This is a Christian inspirational site. Bethelstone suggests a touchstone where believers can find inspiration. The daily bible in a year studies will be short and meditative: a bit heavier for foundation principles, a bit lighter for factual content.

Day 8: Job 20 - 25 - Nothing is at it seems



Chapter 20 starts with Zophar accepting a check in his approach to the debate. Something about Job’s unyielding posture sustains his course though. To an extent I agree.

We have the advantage of knowing how God later judged Job’s position as being a somewhat precocious. So, I have to concede that Zophar at least has some ground to feel that Job protesteth a bit much in his self-defense.

They are all right, yet all wrong and truth is somewhere in the middle of it all.

The picture below is a case in point. Mandela's statue as seen from the side, helps to explain the point that sometimes an image is more a function of its contrast than the details within the frame. The contrasts in Job's debate, reveal God in their midst. 

Divine truth is often skirted by our shadings. We are collectively often at or near, but sufficiently off the mark to miss the frame as we reveal all that truth isn’t.

In that sense, the four men were respectively north, south, east and west of the frame, individually shading in their perspectives of truth with reference to each other.

Yet, what emerges is a concept of the true God in our midst.

Self-vindication is not the yardstick of righteousness

Zophar exposes the wicked, the presumptions of the wicked and the problems they create in life, using that to imply that self-vindication is never good. We cannot be righteous in our own eyes, for that relies on a subjective plumb line.

Contemporary humanism suggests that every man is a law unto himself and that we are gods. As such, many would say, “if it feels so good, how can it be so bad”. It invites a subjective morality that has no absolute reference and is thus not moral at all.

Job is peeved

In Chapter 21, he gets uppity. I can’t blame him. He sees the mockery of his friends, which may not be their intent at all, but tells them to listen and then mock on anyway.

He cites how the wicked live all their days in comfort and get away with everything in life, pending judgment after death, where all share the same worm. They shun God and go their own way.

Yet the righteous often suffer, often living off scraps or going hungry for no reason. It reveals the unfairness of life - a bitter pill to swallow.

Job cuts Zophar’s position to ribbons. He is a formidable debater. Clearly, sin and whatever it is he is supposedly guilty of, cannot explain his crisis. As such, he holds his ground and argues that the matter is between God and him, and that God needs to answer.

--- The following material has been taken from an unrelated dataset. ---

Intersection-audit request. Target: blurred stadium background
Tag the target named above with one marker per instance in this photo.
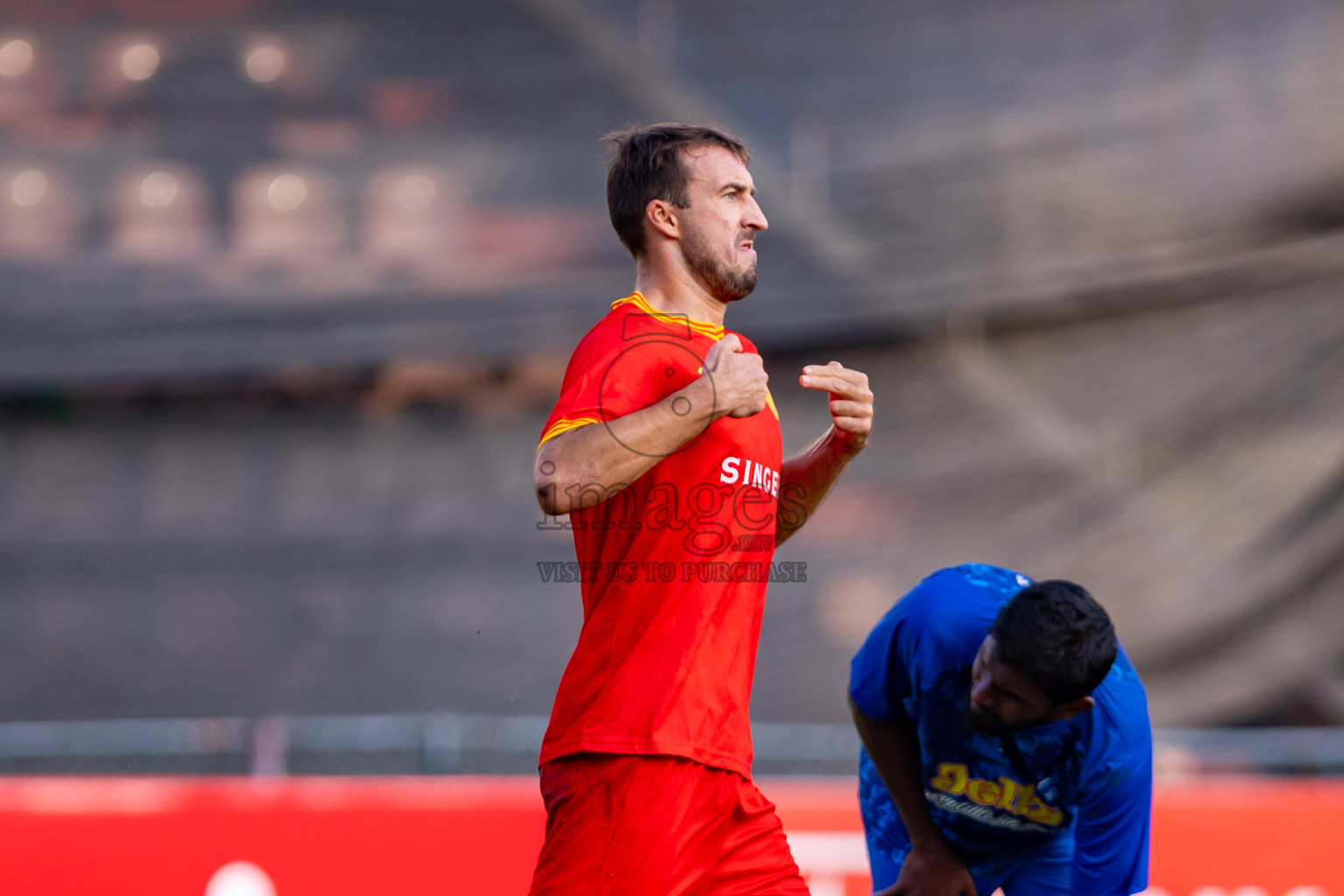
(286, 288)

Eliphaz seeks to identify the root cause

In Chapter 22 he goes on the rampage, effectively accusing Job of having enjoyed his wealth with no regard for the poor in his community. That is what has ensnared him. He adds to the argument the perception that the wicked also hold, that God doesn’t see it all.

His proposition is for Job to humble himself and inquire of God.

Having been in my own deep crises, let me come to Job’s defense. He privately spent hours trying to identify the cause and was humbler before God than the dialogue reveals, but is on the defensive because they are painting him into a corner that doesn’t resonate with his understanding of things. He is cynical because they are over-simplifying the issue.

My defense is confirmed by Job’s own counter in Chapter 23, in which he gives us a glimpse of the tears he has cried before God. He finds what I can truly relate to, that no matter how you look at it, God remains silent. He is neither to the left or right, ahead or behind us.

Then in Chapter 24, he reveals the other undisclosed aspect of his life, the real Job, a man who is deeply in touch with the injustices of his culture. He is unfairly judged and reveals the naivety of his friends. He may seem to live well, but never at the expense of others.

A bit of respite

Almost by way of a summation pursuant to a break, Bildad makes a very short speech that brings it all back to “well God is still God” and if not even the moon or stars, for all their brightness, are pure in his eyes, neither are we – and he is also right. That is our lot. We are found out.

Conclusion
I can only add this. Things are rarely as they seem. Opinions are always readily available, hot out of the oven, in fresh supply, from every well-meaning source – when we are down.

Whether by deliberate intrusion, as happened when someone spent a weekend dogging me with every attempt to explain my life and what I should do differently, or by implication, as in the philosophies or opinions expressed in the public domain, we are up against it all.

To me, the greatest virtue of Job-like struggles is to free us from all of that conjecture, so we can stand on a firm rock, rooted and grounded in our faith.

The Nazarite community was divided over Jesus, with some wanting to throw Him off a cliff and others wanting to crown Him. He rejected both, stepped between them and advanced to his higher calling, answerable to no one but the Great God above us all.


God help us to get there, where, as Paul said, we stand within our thickened armor, the breastplate that protects our hearts and the helmet that guards our minds. The new covenant confirms it is feasible, for God swore to teach us His ways so that no else needs to.